Грузинский играет на рояле «Дон-Жуана», подряд всю оперу. Две новые стеариновые свечи высятся по бокам нот.
Сверху на меня смотрит толстовский портрет работы Репина, за ним опять Репин и Крамской: Татьяна и Мария Львовны, молодыми, очаровательными девушками, – очаровательными каждая по-своему, то блеском, то мягкой глубиной. Прямо – старинные венецианские зеркала. Налево – родовые портреты: Трубецкая, Горчаков, Толстой-дед, Волконский – прежний владелец Ясной Поляны, он же Болконский из «Войны и мира».
А звуки льются!..
Я закрыл лицо руками и почувствовал ту совершенно фантастическую сказку, в которой я живу, я – маленький кузнечанин».
«Ах, как хорошо сейчас был на могиле Льва Николаевича!
Тепло, хоть и середина октября. Солнышко светит ярко, но мягко, по-осеннему.
Сырость теплая блестит на жердочках скамеек, на остатках полузасохшей короткой зеленой травки.
Опавшие сухие рыжие листья светятся насквозь.
Я сидел на лавочке в правом углу – любимое мое место. Налево, за длинными черными стволами дубов, в глубине леса синеет освещенный солнцем туман. И тихо, светло, грустно.
Кругом – ни души.
Никто не прошел, не проехал.
Только собаки, сидя с высунутыми языками за оградкой, поджидали меня…»
Осенью 1913 года, живя в Ясной Поляне, я получил любопытное письмо от Ильи Львовича Толстого.
В письме этом сообщалось, что известный московский благотворитель и меценат А Шахов (отец безвременно скончавшегося в 1877 году от чахотки талантливого историка западных литератур доцента А. А. Шахова) заинтересовался судьбой старого дома родителей и дедов Льва Николаевича. Дом этот, в котором родился и сам Лев Николаевич, стоял когда-то в Ясной Поляне между нынешним главным домом и флигелем Кузминских (они оба служили для него только флигелями) и в 1854 году был продан Львом Николаевичем, нуждавшимся в деньгах на издание солдатского журнала, тульскому помещику Горохову. Горохов дом разобрал, перевез его за 25 верст в свое имение Долгое и там снова восстановил.
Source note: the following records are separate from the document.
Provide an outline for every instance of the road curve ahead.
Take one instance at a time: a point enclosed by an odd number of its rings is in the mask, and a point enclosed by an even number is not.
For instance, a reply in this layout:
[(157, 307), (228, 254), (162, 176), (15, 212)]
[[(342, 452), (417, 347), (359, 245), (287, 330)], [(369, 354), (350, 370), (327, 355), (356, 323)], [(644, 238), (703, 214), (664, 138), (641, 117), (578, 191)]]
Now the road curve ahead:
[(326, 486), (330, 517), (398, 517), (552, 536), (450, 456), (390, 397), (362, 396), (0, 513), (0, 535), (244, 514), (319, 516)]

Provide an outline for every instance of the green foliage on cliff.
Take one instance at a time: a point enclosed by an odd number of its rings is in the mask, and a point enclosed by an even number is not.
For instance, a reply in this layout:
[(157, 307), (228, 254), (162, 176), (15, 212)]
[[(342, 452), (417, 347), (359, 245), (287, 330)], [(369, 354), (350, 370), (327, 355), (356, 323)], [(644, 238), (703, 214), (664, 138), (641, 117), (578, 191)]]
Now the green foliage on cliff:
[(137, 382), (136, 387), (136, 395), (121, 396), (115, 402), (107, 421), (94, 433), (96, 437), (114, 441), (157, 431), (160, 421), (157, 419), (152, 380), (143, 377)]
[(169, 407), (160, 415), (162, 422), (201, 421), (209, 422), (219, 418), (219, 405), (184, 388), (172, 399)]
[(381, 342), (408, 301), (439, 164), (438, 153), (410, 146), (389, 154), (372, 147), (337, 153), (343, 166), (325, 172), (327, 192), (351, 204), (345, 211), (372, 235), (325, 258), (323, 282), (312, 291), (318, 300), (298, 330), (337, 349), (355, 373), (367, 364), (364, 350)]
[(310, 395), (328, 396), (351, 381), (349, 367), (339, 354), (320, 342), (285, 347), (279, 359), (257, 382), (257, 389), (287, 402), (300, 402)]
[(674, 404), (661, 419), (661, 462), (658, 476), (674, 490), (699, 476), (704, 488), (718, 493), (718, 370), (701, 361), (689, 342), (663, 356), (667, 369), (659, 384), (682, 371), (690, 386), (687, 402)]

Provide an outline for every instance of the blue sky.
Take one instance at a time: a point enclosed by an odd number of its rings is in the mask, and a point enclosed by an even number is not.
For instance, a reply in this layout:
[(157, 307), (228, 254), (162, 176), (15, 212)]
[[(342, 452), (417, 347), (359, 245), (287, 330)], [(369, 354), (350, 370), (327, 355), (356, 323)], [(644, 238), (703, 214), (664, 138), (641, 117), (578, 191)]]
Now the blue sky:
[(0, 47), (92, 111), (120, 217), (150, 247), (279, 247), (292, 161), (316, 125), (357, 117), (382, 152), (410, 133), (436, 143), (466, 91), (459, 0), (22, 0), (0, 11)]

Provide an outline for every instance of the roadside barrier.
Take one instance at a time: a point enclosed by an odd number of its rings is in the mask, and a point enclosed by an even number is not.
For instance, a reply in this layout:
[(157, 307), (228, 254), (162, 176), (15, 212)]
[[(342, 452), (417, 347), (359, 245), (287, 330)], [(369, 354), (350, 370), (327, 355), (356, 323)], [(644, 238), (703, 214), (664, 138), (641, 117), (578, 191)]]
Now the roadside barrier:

На месте старого, роскошного барского особняка в Ясной Поляне выросла красивая рощица, и Лев Николаевич, стариком, указывал, бывало, на вершину одной лиственницы и говорил: «Вот здесь я родился!» Шахов выразил готовность выкупить обратно у нынешних владельцев старый толстовский дом и поставить его на прежнем месте в Ясной Поляне. Илья Львович был в восторге от этого – на мой взгляд, весьма сомнительной ценности – плана и просил меня как можно скорее съездить в Долгое, осмотреть дом и сообщить как о его состоянии, так и о согласии или несогласии владельцев на его продажу.
Найдя проводника, я отправился верхом в Долгое. К величайшему моему удивлению и сожалению, толстовского, или гороховского, дома на месте не оказалось. Он был сломан и разобран за какие-нибудь месяц-два до моего приезда местными крестьянами, которым и принадлежал. Дерево наполовину было уже сожжено в крестьянских печах, а кирпич, из которого сложен был первый этаж, тоже распределен по дворам. Крестьяне понимали, что дом, связанный с памятью о Толстом, имеет особую ценность, собирались устроить в нем школу или больницу и, как оказалось, посылали даже по этому поводу ходоков к А. Л. Толстой, предлагая Толстовскому обществу купить дом. Но до Толстовского общества предложение это не дошло. Александра Львовна хотела сначала сама осмотреть дом и все собиралась съездить в Долгое. Собиралась, собиралась, да так и не собралась. Крестьяне изверились, что из их готовности пойти навстречу «людям культуры» что-нибудь выйдет и в конце концов распорядились обветшавшим и отягощавшим их своим ненужным бытием домом по-своему.
Обо всем этом я узнал от симпатичного местного священника, любезно принимавшего меня со своей молодой женой и угостившего чаем в своем уютном, светленьком и чистеньком домике.
Взглянув на остатки фундамента дома, где родился Лев Николаевич, я по холмам и долам тульской веси отправился со своим поводырем обратно в Ясную Поляну, откуда и написал И. Л. Толстому, что перевозить Шахову из с. Долгого в Ясную Поляну уже нечего.